The first question you will need to answer is what it is you want to collect? Coins come in various forms and can be separated by various categories. Spending time researching which best interest you is a perfect way to get to grips with the hobby and will depend on many different factors. For instance, are you collecting purely as a means of investment? If so, what is your budget? How might the type of coin you are collecting gain value over what period of time you are looking to invest. If your interest is historic, then which era and region particularly fascinates you? The more specific the better when it comes to numismatics and some research is highly recommended before diving in.

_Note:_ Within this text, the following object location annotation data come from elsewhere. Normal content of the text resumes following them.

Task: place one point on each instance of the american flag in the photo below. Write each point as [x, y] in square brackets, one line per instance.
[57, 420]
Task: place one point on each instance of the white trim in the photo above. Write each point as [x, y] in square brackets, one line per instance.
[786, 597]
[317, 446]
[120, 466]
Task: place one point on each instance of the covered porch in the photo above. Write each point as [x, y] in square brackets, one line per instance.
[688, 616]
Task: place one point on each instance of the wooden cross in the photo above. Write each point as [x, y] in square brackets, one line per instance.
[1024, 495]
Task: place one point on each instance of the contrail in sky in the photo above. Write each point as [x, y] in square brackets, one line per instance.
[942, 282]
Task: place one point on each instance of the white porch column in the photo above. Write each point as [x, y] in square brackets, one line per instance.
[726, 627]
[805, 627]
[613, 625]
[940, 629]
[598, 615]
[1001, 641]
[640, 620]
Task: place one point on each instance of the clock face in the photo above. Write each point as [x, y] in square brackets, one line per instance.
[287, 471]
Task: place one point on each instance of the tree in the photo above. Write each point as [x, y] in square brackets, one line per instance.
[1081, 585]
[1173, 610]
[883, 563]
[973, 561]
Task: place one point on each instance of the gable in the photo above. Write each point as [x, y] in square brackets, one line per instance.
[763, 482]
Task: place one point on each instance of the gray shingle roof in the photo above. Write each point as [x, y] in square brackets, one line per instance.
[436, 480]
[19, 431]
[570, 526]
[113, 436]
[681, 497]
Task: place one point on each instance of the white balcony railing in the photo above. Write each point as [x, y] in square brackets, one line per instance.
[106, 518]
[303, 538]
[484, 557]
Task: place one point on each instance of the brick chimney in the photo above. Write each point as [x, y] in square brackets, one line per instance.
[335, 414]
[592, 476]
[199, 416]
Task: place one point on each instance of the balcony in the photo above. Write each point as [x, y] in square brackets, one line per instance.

Some of the main categories include:

  • Themes
  • Materials
  • Region
  • Era

Themes

Coins are often released to commemorate specific events in history and are still minted with such things in mind to this day. For example, royal weddings are a favourite of many collectors and themes can be built around one matrimonial event or royal weddings as a whole. Another popular commemorative coin relates to a country’s birth or independence and can be released over incremental periods to celebrate 10, 25, 50 and 100 year anniversaries. This can make the collections all the more interesting.

Others are based on less specific themes, such as the Australian Chinese lunar calendar collections. This specifying of themes not only makes the hobby less daunting to begin with, it can produce real excitement when you find a new piece for the collection.

Materials

Precious metals come in various shapes, sizes and values, and some collections are based purely around the material with which the coin was minted. This is often based on aesthetic concerns. Some, for example, prefer platinum to gold. Or perhaps cost is a main concern, with silver being a more attainable material for those with a smaller budget. Having said that, finding a bargain is part of the joy of coin collecting, so setting your sites high can sometimes itself be part of the experience for the more patient collector.

Region

One of the most popular ways in which to build a collection is by region. This is often related to the collectors fascination with a country or need to connect with some part of their nation’s history. Collections based on region need extra research to begin with, however, as some parts of the world have a lot more scope and possibility than others. For example, Britain has millennia of coins to investigate, and as such some of the most stunningly diverse coinage in the world. Countries with less history of coinage may not provide the possibilities that you may require. On the other hand, such collections can provide a unique experience by virtue of the fact they are unique or easier to compile.

Era

Arguably the most popular way to construct a coin collection is by era. As previously mentioned, numismatics is inherently connected to history itself, and the tactile joy of holding a coin a Saxon warband or Vikinger might have once handled is itself a breath-taking thought. While owning a Roman coin might not be a possibility for most, coins from the Victorian era, or those struck from gold found in the era of the gold rush in San Francisco, are tangible possibilities for most. This connection to the past is central to many collectors enjoyment of the hobby.

On the other hand, collecting newer coins also provides a specific joy, the beginnings of a new history. With coins minted by all the major mints of the world every year, the possibilities, are endless.